Hep aklımızın bir köşesinde vardır aslında değil mi, “Tam o anda o kapıdan girmeseydim ne olurdu”, ya da “O soruya öyle değil de şöyle cevap verseydim”, o partiye gitseydim veya geç kalsaydım, erken çıksaydım... Hayatımızın pek çok önemli tanışması, gelişmesi, adımı sanki bu tür küçük anlara bağlı gibidir. ‘İyi ki’lerimiz, ‘keşke’lerimiz de. O gün oraya gitmesem onu tanıyamayacaktım, hayatımın bambaşka bir seyri olacaktı. “İyi ki gitmişim” ya da duruma göre acıklı bir “Keşke gitmeseydim.”
Ya da belki bir teselli sayılır mı bilmiyorum ama, bütün o aldığımız küçük kararlarla değişen binlerce farklı sonuç ‘çoklu evrenlerde’ yaşayıp gidiyordur. Marianne ile Roland’ın ilişkilerinde olduğu gibi.
Marianne, kuantum fizikçi, Roland organik bal üretiyor. Bir partide tanışıyor, birbirlerine merhaba diyorlar. Neler olabilir? Roland’ın karısı içki almaya gitmiş meğer, diyalog başlamadan biter, Roland’ın karısı ev sahibinin arkadaşı, beş on cümle konuşur ayrı köşelere dağılırlar, yani neticede Roland’ın bir karısı vardır, belli bir yerde tıkanır o konuşma, bir daha da birbirlerini görmezler. Yahut ikisi de bekardır, oradan bir içki içmeye Marianne’ın evine gider, gece umdukları gibi gelişmez, sadece öpüşüp ayrılırlar, umdukları gibi gelişir, sevgili olurlar. Bununla da bitmez olasılıklar silsilesi. Birinden biri diğerini aldatabilir. Buna diğeri sürüyle farklı tepki verebilir... Hastalık var sağlık var ayrıca. Olabileceklerin sınırı yok, hayat bu.

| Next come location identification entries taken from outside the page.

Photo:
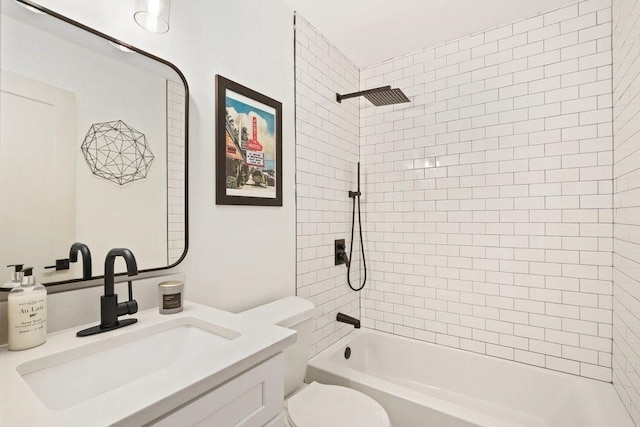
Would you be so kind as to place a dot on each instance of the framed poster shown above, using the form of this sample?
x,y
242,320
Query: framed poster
x,y
248,146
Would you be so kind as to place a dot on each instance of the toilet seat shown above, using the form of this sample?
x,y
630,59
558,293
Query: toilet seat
x,y
321,405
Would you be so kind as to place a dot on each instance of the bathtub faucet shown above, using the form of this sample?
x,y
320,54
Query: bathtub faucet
x,y
341,317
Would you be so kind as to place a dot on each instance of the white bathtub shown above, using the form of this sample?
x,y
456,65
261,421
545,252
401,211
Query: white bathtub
x,y
421,384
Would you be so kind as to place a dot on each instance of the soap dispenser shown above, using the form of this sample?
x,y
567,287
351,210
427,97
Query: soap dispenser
x,y
27,308
16,277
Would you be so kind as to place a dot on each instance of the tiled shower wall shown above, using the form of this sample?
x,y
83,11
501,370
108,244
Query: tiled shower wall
x,y
488,198
626,172
327,141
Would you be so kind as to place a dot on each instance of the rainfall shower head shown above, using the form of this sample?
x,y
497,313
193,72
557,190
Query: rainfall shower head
x,y
378,96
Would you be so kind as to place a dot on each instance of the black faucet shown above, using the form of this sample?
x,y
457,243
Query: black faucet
x,y
86,258
341,317
110,309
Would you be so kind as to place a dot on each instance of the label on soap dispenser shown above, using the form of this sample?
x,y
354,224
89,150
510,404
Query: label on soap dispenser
x,y
27,321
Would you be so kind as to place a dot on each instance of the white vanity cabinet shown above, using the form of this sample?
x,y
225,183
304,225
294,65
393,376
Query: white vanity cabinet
x,y
253,398
199,367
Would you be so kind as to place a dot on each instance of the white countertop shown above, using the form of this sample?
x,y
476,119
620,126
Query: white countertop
x,y
142,400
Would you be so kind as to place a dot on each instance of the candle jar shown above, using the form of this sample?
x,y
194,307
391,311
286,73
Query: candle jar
x,y
170,296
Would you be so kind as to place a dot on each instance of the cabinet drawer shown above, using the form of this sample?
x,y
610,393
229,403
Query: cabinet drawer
x,y
251,399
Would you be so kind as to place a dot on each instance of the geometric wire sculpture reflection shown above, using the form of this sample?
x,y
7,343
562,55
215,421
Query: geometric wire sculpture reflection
x,y
117,152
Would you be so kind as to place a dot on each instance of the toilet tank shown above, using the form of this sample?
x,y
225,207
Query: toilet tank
x,y
294,313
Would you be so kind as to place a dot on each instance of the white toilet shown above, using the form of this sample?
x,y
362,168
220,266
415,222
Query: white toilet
x,y
315,404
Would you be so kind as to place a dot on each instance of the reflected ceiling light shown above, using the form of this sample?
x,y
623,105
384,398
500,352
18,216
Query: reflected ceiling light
x,y
153,15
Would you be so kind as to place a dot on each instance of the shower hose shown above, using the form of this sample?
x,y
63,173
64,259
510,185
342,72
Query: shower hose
x,y
353,223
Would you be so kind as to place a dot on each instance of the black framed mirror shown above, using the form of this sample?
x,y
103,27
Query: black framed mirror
x,y
93,148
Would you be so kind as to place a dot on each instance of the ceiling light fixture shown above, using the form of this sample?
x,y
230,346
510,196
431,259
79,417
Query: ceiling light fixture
x,y
30,8
153,15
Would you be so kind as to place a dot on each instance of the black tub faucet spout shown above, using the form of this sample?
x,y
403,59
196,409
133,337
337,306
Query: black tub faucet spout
x,y
341,317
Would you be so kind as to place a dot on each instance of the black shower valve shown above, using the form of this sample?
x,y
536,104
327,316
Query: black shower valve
x,y
340,252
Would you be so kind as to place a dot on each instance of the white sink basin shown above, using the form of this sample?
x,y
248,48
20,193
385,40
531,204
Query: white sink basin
x,y
179,348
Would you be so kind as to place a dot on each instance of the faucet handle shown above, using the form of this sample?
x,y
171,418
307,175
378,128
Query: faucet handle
x,y
128,307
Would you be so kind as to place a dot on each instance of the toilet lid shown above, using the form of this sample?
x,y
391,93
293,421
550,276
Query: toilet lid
x,y
320,405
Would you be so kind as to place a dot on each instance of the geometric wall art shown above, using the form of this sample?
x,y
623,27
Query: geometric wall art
x,y
117,152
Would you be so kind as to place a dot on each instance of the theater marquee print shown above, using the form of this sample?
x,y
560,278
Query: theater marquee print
x,y
248,146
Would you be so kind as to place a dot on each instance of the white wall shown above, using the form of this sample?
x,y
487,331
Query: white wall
x,y
488,197
227,266
626,258
327,152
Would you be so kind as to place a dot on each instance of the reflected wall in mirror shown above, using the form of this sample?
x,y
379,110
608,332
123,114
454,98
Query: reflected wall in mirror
x,y
58,79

Serdar Biliş’in kurduğu Pürtelaş Tiyatro’nun ‘Savaş’ gibi çarpıcı bir oyundan sonra ne yapacağını merakla bekliyorduk, cevap ‘Parçacıklar’la geldi. ‘Parçacıklar’, hayatın bu binbir türlü halinin izinden giderek Marianne (Damla Sönmez) ile Roland’ın (Deniz Karaoğlu) olan ya da olamayan aşkını anlatıyor.

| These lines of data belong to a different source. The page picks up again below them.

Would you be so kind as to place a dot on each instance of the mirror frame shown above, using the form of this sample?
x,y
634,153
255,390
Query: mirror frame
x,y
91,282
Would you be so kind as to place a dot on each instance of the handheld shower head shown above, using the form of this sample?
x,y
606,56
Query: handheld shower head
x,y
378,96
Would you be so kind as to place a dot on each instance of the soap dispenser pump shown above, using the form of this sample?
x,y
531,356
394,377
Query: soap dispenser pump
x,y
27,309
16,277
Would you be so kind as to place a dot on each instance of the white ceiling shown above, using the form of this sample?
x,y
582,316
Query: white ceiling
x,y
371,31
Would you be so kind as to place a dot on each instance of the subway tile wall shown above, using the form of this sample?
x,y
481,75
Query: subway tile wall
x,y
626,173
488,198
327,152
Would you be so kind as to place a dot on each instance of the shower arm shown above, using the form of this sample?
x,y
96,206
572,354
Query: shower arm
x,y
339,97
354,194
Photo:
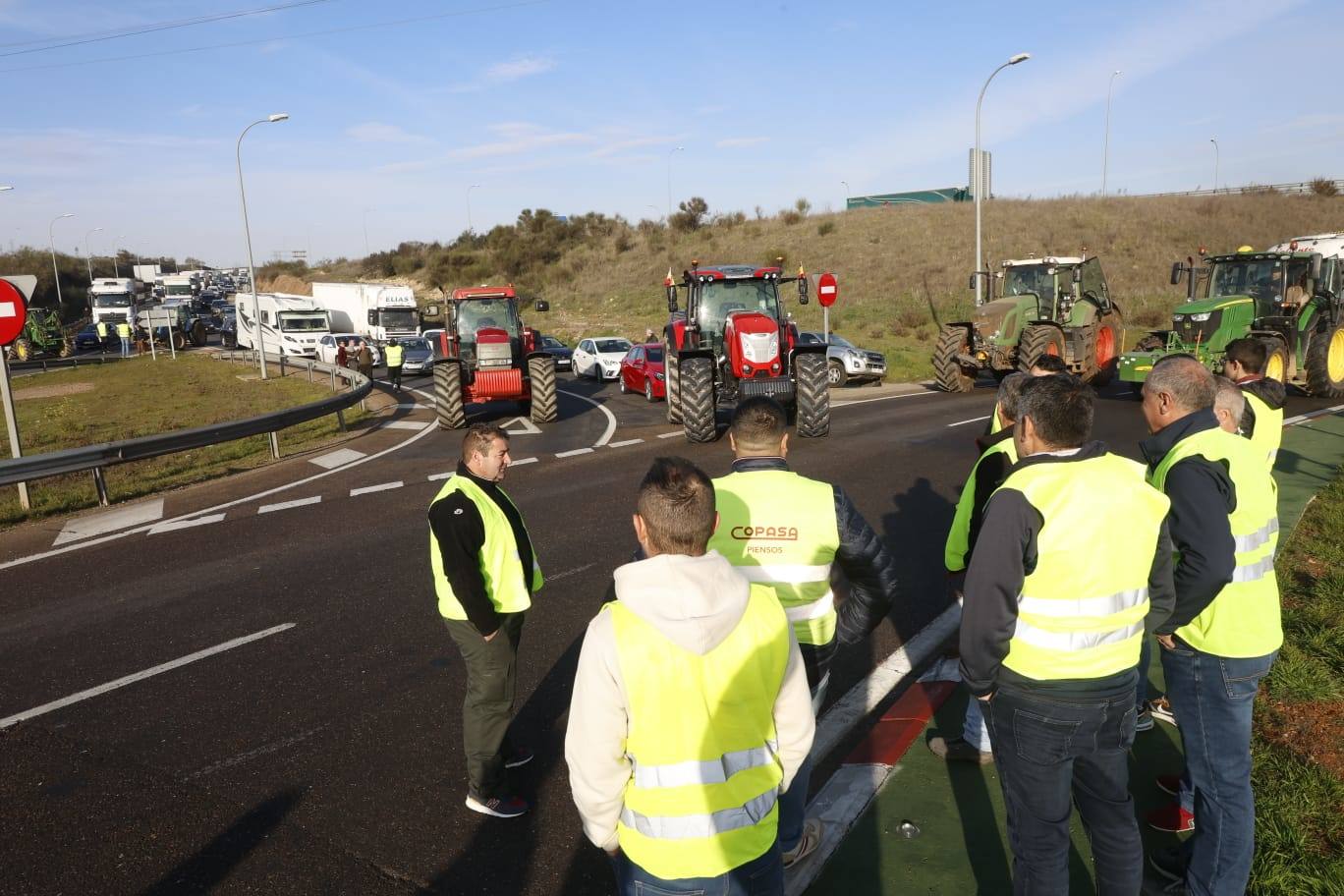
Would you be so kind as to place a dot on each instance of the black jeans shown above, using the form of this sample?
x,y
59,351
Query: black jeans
x,y
1050,752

Göktaşlarıyla büyülü atmosfer
İngiliz yazar Nick Payne’in çoklu evrenler üzerine bir belgesel izledikten sonra yazmaya karar verdiği, Ece Dizdar’ın çevirip Tamer Can Erkan’ın sahnelediği oyun, gücünü hâlâ ilginç sayılabilecek fikri kadar oyuncularının başarısından alıyor. Çünkü aynı diyaloğun bazen defalarca farklı duygularla tekrarlaması gerekiyor ve bu belli bir noktada seyirci için sıkıcı olabiliyor. İlk duyduğun andaki kadar ayakta tutamayabiliyorsun dikkatini. Genç kuşağın iki parlak oyuncusu Damla Sönmez ile Deniz Karaoğlu, müthiş uyumlu tango adımlarıyla Tamer Can Erkan’ın titizlikle yönettiği bu dansı sonuna kadar götürüyorlar. Arada çok küçük nüanslar olan sahneleri izlettirmek de, aradaki farkı izleyiciye geçirmek de hiç kolay değil. Ayrıca Ahsenur Çiftçioğlu’nun Cem Yılmazer’in ışık tasarımıyla birleşip büyülü bir atmosfer yaratan göktaşlarının da payını unutmayalım.
Marianne gibi çoklu evrenlerin bir parçası olduğumuzu, her olayın farklı sonuçlarının bir arada var olduğunu düşünmüyorsanız bile, sırf bir ilişkinin ne kadar küçük bir adımla yön değiştirebileceğini, nerelere savrulabileceğini izlemek, hele hele bunu bu iki iyi oyuncudan izlemek, keyif veren bir deneyim. Hem belki hayatınızın yönünü değiştirecek bir adım olur bu oyuna gitmek, bilinmez ki.